Newlyn has an unusual makeup?a village with two characters that co-exist harmoniously, it is at once the largest fishing port in England and Wales, and the centre of one of the most important artistic schools to have emerged on our shores. Perched on the most westerly English coast, a few miles in from Land’s End, the village could have almost become blurred with Penzance, as the latter has sprawled along the coastline, were it not for Newlyn’s stubbornly singular identity.
One of the few left of its breed, Newlyn is a proper working port where the air is sour with the tang of tar, fish and diesel. All sorts of fishing vessels can be seen in the bustling harbour. Some are rusty black monsters with buff trawl booms; others are long liners, as well as crabbers and small open boats used for hand-lining for mackerel in Mount’s Bay. The scene is not postcard-perfect and that, combined with the industriousness of its people, has meant that visitors to this corner of the land have often overlooked the village.
This might be about to come to an end. At a time when its proud fishing industry is straining under the weight of increased fuel prices and EU bureaucracy, local forum leaders have taken some bold steps to buttress and protect Newlyn’s future prosperity. One of these initiatives includes the development of a local quarry into a leisure marina?called Port Penlee?with shops, hotels, restaurants and all the paraphernalia that the yachting community might require. Geographically, Newlyn is perfect as a stop-off point for all sea-going craft, be they yachts or passenger liners, and this scheme might be the key to securing Newlyn a spot on the glamour maps of the lucrative yachting world. This, combined with a redevelopment of the harbour to introduce all the necessary 21st-century equipment and bring it in line with European ports, is seen to be the key to the long term future of the community.
The hope is, of course, that neither of these developments will interfere with the core soul of the village. Because Newlyn appeals to people who are looking for the atmosphere of a living, breathing fishing port, rather than the bejewelled, rarefied Portofino or Côte d’Azur.Artists, for example, came here in droves in the late 19th century to look for real fishermen and fishwives, as much as the Atlantic light, which, on a good day, glows with a peculiar intensity.
‘It’s very like crystal,’ says Fiona Gray, director of Badcocks Art Gallery in Newlyn. ‘When the sun sets on the rocks in the evenings, it turns the granite almost pink.’
The Newlyn painters were about as close as Britain came to Impressionism and were responsible for starting a plein-air movement, following the lead from France, where many of them trained. Their simple, large depictions, often of fishermen going about their everyday lives, coupled with their square brush technique, initially ruffled the feathers of the conservative Royal Academy, until Stanhope Forbes’s A fish sale on a Cornish Beach attracted all-round praise.

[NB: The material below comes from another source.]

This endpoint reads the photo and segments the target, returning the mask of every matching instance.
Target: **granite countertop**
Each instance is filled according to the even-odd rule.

This past has bequeathed Newlyn with more than its fair share of art galleries, and the interaction between artists and fishermen continues to this day. ‘Badcocks is sandwiched between two fishermen’s pubs on the harbour,’ continues Miss Gray. ‘In the evenings after we’ve closed, the gallery window tends to attract groups of amateur art critics and the fishermen have set up their own artists’ club.’

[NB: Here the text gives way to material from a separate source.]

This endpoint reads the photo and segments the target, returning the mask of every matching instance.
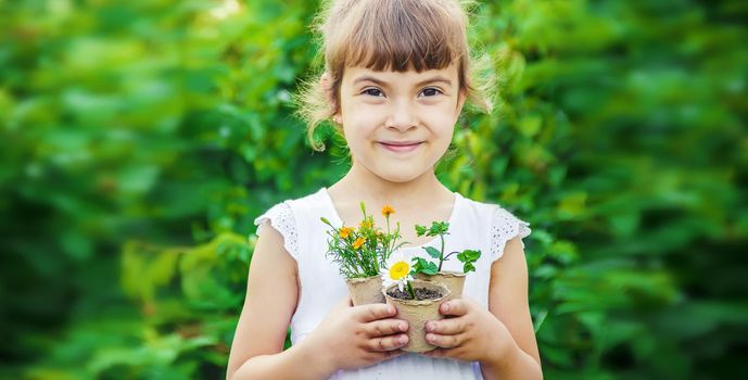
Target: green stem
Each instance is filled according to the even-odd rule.
[[[436,271],[442,271],[442,264],[446,259],[444,257],[444,235],[440,233],[439,237],[442,239],[442,251],[439,252],[439,269]]]
[[[405,283],[405,288],[407,289],[408,293],[410,293],[410,296],[416,300],[416,291],[413,290],[413,286],[410,284],[410,281]]]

Locals are extraordinarily proud of the ‘realness’ of their village. Whereas nearby Mousehole has a considerably more attractive harbour which draws a great many more visitors, born-and-bred Newlyners feel its tourism-heavy prosperity has forced Mousehole to surrender authenticity for tweeness. And Newlyn is anything but twee. Take the food?gastronomy here means a meal of organic cuisine at the Strand Café or a proper Cornish pasty from Aunty May’s Pasty Co. ‘The village is very rough and ready,’ says Elizabeth Stevenson, director of the town’s largest fishing merchants W. S. Stevenson & Son. ‘There are no gastropubs, although some of our fish is bought for local restaurants in Penzance and elsewhere.

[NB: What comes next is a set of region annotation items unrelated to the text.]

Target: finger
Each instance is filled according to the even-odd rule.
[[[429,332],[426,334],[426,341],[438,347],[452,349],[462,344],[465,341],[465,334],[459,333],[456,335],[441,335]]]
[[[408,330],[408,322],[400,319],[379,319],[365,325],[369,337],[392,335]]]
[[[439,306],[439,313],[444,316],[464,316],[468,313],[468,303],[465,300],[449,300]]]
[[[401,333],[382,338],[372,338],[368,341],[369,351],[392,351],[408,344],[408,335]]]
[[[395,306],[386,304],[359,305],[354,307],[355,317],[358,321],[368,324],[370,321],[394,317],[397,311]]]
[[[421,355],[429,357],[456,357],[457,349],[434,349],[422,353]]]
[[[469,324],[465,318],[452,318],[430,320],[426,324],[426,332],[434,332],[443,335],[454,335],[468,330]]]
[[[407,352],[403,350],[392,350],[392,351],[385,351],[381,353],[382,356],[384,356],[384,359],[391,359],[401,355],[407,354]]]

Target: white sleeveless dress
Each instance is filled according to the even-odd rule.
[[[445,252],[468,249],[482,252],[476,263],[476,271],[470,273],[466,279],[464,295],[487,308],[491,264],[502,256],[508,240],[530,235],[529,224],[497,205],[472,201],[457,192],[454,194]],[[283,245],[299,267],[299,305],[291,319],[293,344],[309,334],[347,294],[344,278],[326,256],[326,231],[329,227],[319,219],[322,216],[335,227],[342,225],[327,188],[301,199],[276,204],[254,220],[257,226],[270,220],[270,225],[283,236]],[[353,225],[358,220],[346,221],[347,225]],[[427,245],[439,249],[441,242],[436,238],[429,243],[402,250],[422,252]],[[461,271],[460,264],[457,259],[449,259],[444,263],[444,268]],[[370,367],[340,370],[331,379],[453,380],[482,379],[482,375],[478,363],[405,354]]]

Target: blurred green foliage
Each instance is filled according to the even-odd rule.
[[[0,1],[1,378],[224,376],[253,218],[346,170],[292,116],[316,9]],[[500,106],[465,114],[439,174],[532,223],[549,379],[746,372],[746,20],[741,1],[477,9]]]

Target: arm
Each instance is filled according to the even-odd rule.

The fish is auctioned at the market six mornings a week but, however hearty the locals might sound, it is apparently perfectly acceptable to waive the option of rising at dawn to buy the freshest stock?most wait until the shops open on the harbour front.
Once a year, an auction takes place at a more sociable hour during the Fish Festival, which is normally held on the August bank holiday. Attractions at the festival include fishermens’ male-voice choirs, local bands, boat trips, cookery displays and the chance to board the trawlers and meet the crews.
Perhaps another reason for Newlyn’s energy and character is because it has not made a mark as a second-home market. ‘There are people who come and buy holiday homes but nothing like as many as in Mousehole and St Ives, where 80% or 90% of properties sold are holiday properties,’ explains Philip Wilkins, a local estate agent. ‘Here, the shops are open year-round because it’s a proper working port and most of the houses are occupied 365 days of the year. St Ives, in contrast, is dead in the winter.’
With the redevelopment plans of both the new marina at Port Penlee and the harbour at Newlyn, the village will no longer be limited to the trails of culture tourists and property prices are expected to rise as a result. But if all goes as the locals want it, you will still be able to soak up the genuine fishing-village ambience which so inspired Forbes and his cohorts.